Hill reached out to DOT for more details, but a spokesman told The Times that submission of the memo was “legal misconduct.”

The spokesman questioned whether the Southern New York lawyers in the case were “incompetent, or if this was what they were trying to resist.”

A spokesman for the U.S. Lawyer’s Office said that submissions to the website are a complete “honest error” and the office looks forward to continuing to advocate for its clients, DOT and the Federal Highways Agency. Filing no longer appears online on Case Docket.

DOT officials said they were trying to forward the lawsuit to the civil department of the Department of Justice in Washington, D.C.

Duffy and New York Gov. Kathy Hochul (D) are engaged in the fight over the Toll program.

Duffy said this week that it would cut off approvals and funding for New York City’s construction projects if the state does not end its busy pricing program since the Trump administration’s deadline.

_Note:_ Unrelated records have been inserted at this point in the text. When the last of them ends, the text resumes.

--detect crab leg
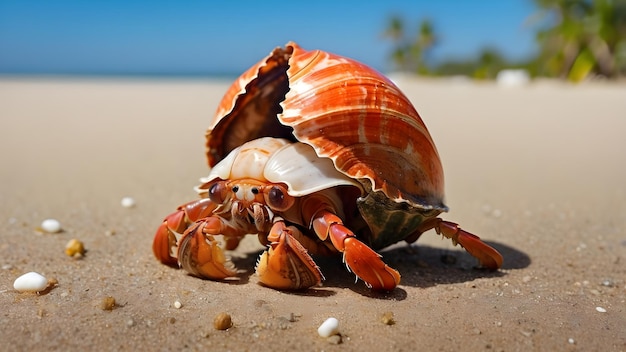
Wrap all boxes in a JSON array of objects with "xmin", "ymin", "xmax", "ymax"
[
  {"xmin": 419, "ymin": 218, "xmax": 502, "ymax": 270},
  {"xmin": 152, "ymin": 198, "xmax": 217, "ymax": 268},
  {"xmin": 152, "ymin": 198, "xmax": 243, "ymax": 279},
  {"xmin": 256, "ymin": 218, "xmax": 324, "ymax": 290},
  {"xmin": 178, "ymin": 220, "xmax": 237, "ymax": 280}
]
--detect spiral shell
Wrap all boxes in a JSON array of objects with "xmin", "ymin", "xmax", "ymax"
[{"xmin": 207, "ymin": 42, "xmax": 447, "ymax": 249}]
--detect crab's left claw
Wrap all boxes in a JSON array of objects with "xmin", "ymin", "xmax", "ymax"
[
  {"xmin": 256, "ymin": 221, "xmax": 324, "ymax": 290},
  {"xmin": 178, "ymin": 217, "xmax": 237, "ymax": 280},
  {"xmin": 312, "ymin": 210, "xmax": 400, "ymax": 291},
  {"xmin": 424, "ymin": 218, "xmax": 503, "ymax": 270}
]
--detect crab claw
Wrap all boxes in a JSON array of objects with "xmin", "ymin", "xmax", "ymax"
[
  {"xmin": 429, "ymin": 218, "xmax": 503, "ymax": 270},
  {"xmin": 152, "ymin": 211, "xmax": 185, "ymax": 268},
  {"xmin": 313, "ymin": 210, "xmax": 400, "ymax": 291},
  {"xmin": 152, "ymin": 198, "xmax": 216, "ymax": 268},
  {"xmin": 178, "ymin": 217, "xmax": 237, "ymax": 280},
  {"xmin": 256, "ymin": 221, "xmax": 324, "ymax": 290}
]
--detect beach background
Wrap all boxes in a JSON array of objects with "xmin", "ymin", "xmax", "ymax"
[{"xmin": 0, "ymin": 1, "xmax": 626, "ymax": 351}]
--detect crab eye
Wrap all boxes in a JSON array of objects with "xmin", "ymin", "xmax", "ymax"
[
  {"xmin": 264, "ymin": 185, "xmax": 294, "ymax": 211},
  {"xmin": 209, "ymin": 181, "xmax": 228, "ymax": 204}
]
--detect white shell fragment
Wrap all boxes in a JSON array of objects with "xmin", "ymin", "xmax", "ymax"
[
  {"xmin": 13, "ymin": 271, "xmax": 48, "ymax": 292},
  {"xmin": 121, "ymin": 197, "xmax": 136, "ymax": 208},
  {"xmin": 317, "ymin": 318, "xmax": 339, "ymax": 337},
  {"xmin": 41, "ymin": 219, "xmax": 61, "ymax": 233}
]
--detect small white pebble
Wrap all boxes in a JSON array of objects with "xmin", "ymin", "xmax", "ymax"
[
  {"xmin": 122, "ymin": 197, "xmax": 135, "ymax": 208},
  {"xmin": 41, "ymin": 219, "xmax": 61, "ymax": 233},
  {"xmin": 13, "ymin": 271, "xmax": 48, "ymax": 292},
  {"xmin": 317, "ymin": 318, "xmax": 339, "ymax": 337}
]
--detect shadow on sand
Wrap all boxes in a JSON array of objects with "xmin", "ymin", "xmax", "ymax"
[{"xmin": 226, "ymin": 242, "xmax": 531, "ymax": 300}]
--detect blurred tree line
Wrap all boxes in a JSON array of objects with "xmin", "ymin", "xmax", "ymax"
[{"xmin": 383, "ymin": 0, "xmax": 626, "ymax": 81}]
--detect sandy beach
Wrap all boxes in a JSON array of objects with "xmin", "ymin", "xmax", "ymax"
[{"xmin": 0, "ymin": 78, "xmax": 626, "ymax": 351}]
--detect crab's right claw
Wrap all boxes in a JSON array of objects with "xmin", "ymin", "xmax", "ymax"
[
  {"xmin": 152, "ymin": 210, "xmax": 186, "ymax": 268},
  {"xmin": 178, "ymin": 217, "xmax": 237, "ymax": 280},
  {"xmin": 256, "ymin": 221, "xmax": 324, "ymax": 290}
]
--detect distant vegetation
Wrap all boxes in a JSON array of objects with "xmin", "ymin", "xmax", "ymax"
[{"xmin": 383, "ymin": 0, "xmax": 626, "ymax": 82}]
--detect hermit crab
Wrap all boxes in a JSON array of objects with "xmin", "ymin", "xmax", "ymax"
[{"xmin": 153, "ymin": 42, "xmax": 502, "ymax": 290}]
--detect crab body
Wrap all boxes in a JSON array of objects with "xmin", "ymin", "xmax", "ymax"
[{"xmin": 153, "ymin": 43, "xmax": 502, "ymax": 290}]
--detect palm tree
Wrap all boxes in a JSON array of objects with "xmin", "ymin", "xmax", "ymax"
[
  {"xmin": 383, "ymin": 16, "xmax": 436, "ymax": 74},
  {"xmin": 535, "ymin": 0, "xmax": 626, "ymax": 81}
]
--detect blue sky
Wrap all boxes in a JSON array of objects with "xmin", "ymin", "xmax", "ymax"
[{"xmin": 0, "ymin": 0, "xmax": 535, "ymax": 73}]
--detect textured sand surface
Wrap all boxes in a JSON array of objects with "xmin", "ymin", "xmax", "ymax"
[{"xmin": 0, "ymin": 78, "xmax": 626, "ymax": 351}]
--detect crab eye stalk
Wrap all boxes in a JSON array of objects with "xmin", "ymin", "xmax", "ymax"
[
  {"xmin": 263, "ymin": 185, "xmax": 295, "ymax": 211},
  {"xmin": 209, "ymin": 181, "xmax": 228, "ymax": 204}
]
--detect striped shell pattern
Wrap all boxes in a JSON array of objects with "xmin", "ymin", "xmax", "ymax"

Hochul’s office claims that the crowd pricing plan is working, with the state achieving its goal of reducing traffic and pollution while gathering sacrifices to head towards other infrastructure projects.

New York’s Metropolitan Transportation Agency (MTA) filed a lawsuit in February to maintain the program.

Duffy initially set the plan’s expiration date on March 21, but was delayed 30 days until April 20th. Federal officials said the MTA provided a proposed schedule that could continue into the summer and possibly go until October.